Alibaba has grown at a breakneck pace since it was founded 20 years ago, establishing itself as the largest e-commerce company not just in China, but in the world. Its latest results, though, reflect the cooling economy in its home country, which earlier this month reported GDP growth of 6.6 percent in 2018, the slowest pace since 1990.
To be sure, Alibaba’s revenues are still eye-popping by most standards: revenue for the quarter ended Dec. 31, 2018 was 117.28 billion yuan (US$17.06 billion), an increase of 41 percent over the same period in 2018. Its core commerce revenues rose 40 percent 102.84 billion yuan ($14.95 billion). Still, this was the slowest growth it has seen since early 2016, stoking concerns about the potential impact of the U.S.-China trade war and more cautious spending overall.
The company reassured investors, though, beating expectations on adjusted earnings per share, which grew 15 percent year-over-year to 12.19 yuan ($1.77), and net income, which rose 33 percent to 30.96 billion yuan ($4.81 billion). Alibaba’s stock was up more than 6 percent at market close on Wednesday.
On a call with investors and analysts, Alibaba CEO Daniel Zhang acknowledged the external pressures of the economic climate. “The slowdown of macro might cause concerns in the market; however, what we see from Alibaba’s platforms is Chinese consumption growth is still strong,” he said.
The quarter included Alibaba’s tenth annual Singles’ Day shopping event, which this year brought in $30 billion in gross merchandise value within 24 hours. The company also added 35 million annual active customers on its retail marketplaces between Sept. 30 and the end of the year, for a total of 636 million.

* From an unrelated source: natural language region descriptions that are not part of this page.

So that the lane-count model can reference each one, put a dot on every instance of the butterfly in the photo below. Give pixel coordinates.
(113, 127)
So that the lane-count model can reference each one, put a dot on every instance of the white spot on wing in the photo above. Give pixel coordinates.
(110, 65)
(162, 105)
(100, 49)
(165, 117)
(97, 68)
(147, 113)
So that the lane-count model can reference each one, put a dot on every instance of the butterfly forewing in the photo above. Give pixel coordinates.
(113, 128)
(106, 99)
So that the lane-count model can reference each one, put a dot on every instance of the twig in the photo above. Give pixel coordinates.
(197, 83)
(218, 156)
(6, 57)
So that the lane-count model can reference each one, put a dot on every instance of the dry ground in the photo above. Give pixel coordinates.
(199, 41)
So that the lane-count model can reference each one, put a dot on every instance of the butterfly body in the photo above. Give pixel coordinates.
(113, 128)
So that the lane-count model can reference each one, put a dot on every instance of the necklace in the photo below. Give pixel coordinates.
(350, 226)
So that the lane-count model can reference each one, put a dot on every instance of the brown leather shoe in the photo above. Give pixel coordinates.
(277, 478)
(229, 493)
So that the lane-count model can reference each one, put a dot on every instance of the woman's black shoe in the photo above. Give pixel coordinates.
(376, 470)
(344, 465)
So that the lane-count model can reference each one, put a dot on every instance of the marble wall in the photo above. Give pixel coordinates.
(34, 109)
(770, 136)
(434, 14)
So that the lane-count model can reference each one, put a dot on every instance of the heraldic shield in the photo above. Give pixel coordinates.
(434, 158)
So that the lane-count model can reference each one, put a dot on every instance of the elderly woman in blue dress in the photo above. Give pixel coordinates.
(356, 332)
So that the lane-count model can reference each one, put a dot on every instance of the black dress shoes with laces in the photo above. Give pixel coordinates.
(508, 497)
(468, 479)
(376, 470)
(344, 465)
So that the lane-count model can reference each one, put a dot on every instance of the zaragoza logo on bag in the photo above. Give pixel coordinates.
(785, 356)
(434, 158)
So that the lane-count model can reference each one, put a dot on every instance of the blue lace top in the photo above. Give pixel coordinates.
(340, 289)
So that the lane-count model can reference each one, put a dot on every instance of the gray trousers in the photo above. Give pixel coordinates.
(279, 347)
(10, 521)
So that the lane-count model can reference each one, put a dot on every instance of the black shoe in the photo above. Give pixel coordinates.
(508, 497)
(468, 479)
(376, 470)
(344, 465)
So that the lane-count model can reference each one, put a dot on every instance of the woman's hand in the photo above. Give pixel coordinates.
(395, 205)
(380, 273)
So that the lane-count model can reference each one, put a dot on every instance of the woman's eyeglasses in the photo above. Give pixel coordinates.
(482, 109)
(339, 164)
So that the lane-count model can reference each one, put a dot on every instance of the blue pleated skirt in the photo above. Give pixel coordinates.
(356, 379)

In its earnings report, it highlighted the importance of new users from outside major cities, a big growth opportunity in China. “Over 70 percent of the increase in annual active consumers was from third- and lower-tier cities, demonstrating the success of our initiatives to cater to a broader base of users through simpler interfaces for first-time or less frequent users,” it said.